Depending on the weather, for a simple hike, you'll probably need waterproof shoes, hat, and a waterproof jacket. For longer hikes, it's good to have a compass, hiking pole and first aid kit. A tent or a sleeping bag could be a good choice to bring if you decide to go hiking at night.
2) Trekking Equipment
On the other hand, trekking, as a more challenging activity, requires careful planning and preparation. Full camping gear and survival kit are a must. Water and food are essential, so it is advised to bring enough of both.
Because trekking is often a long journey, it is a wise choice to have clothes applicable to changes in temperature, especially if trekking in mountainous areas.
Nights tend to be cold in the mountains, so one should bring fire lightning tools- matches or a flint.
If trekking route is challenging, equipment such as trekking poles, or even a ski poles can be very useful. First aid kid is strongly advised, as dehydration, hypothermia, internal injuries, frostbite, sunburn, or even animal attacks are common.

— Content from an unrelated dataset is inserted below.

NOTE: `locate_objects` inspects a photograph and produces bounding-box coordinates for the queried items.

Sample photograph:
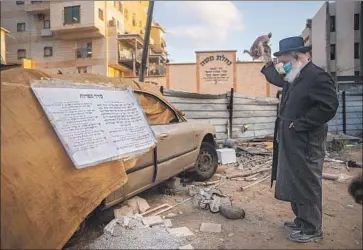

Having compass and maps can sometimes mean the difference between life and death, and orienteering skills can save you much time and effort. Even a GPS device could prove handy.
Hiking and trekking have many health benefits, ranging from physical to mental to spiritual.
First of all, both hiking and trekking are good because they let you take control of your workout. No trendy trainers, no high-intensity workouts- an approach that doesn't work for everyone. With hiking and trekking, you chart your own course and set your own pace.
Both activities tone your muscles- simple hiking can get you into better shape and help you lose weight, without too much pressure on your joints.
But clambering over rocks and sharp inclines, using trekking poles gives your body an all-over workout, strengthening your glutes, hamstrings, leg muscles, bones and your core.
Just one hour of trekking can burn well over 500 calories, depending on the level of incline and the weight of the pack you are carrying.
Hiking is awesome to your heart health, lowering the risk of heart disease and keeping your blood pressure and sugar level in control.
They also boost your mood, decreasing tension, confusion, anger and depression, and increasing energy.
Both enhance focus and concentration and is also believed to improve memory and functionality of the brain.
Trekkers and hikers must clear their thoughts and prepare their minds to face topographical challenges. However, trekking, as a much more challenging, requires from you to adjust, tolerate and fight the adverse nature psychologically as the game becomes more mental than physical.
All these environmental conditions and challenges have a deep impact on our body and mind, and they are the unique test to your mental strength.
Both hiking and trekking, like the other activities in nature, have a "Leave no trace" policy, to reduce the impact of their presence on the natural environment. It is a set of outdoor ethics which promote conservation of the outdoors.
Hikers, over many years in an area, can destroy the natural environment they walk in by gathering wood, setting campfires, leaving non-biodegradable matter and fecal matter. Bigger the group size, bigger the environmental impact.
On the other hand, trekking has its negative effects on the environment, other than ones that hiking impacts.
Trekkers pluck wild plants which some locals eat and cultivate, for medical value, decorative purpose or curiosity. Trekking causes trampling and widening of the trail, creates multiple paths and increases soil erosion. Spotting humans frequently disturbs wild animals and their natural instincts.
I hope this article was helpful to you.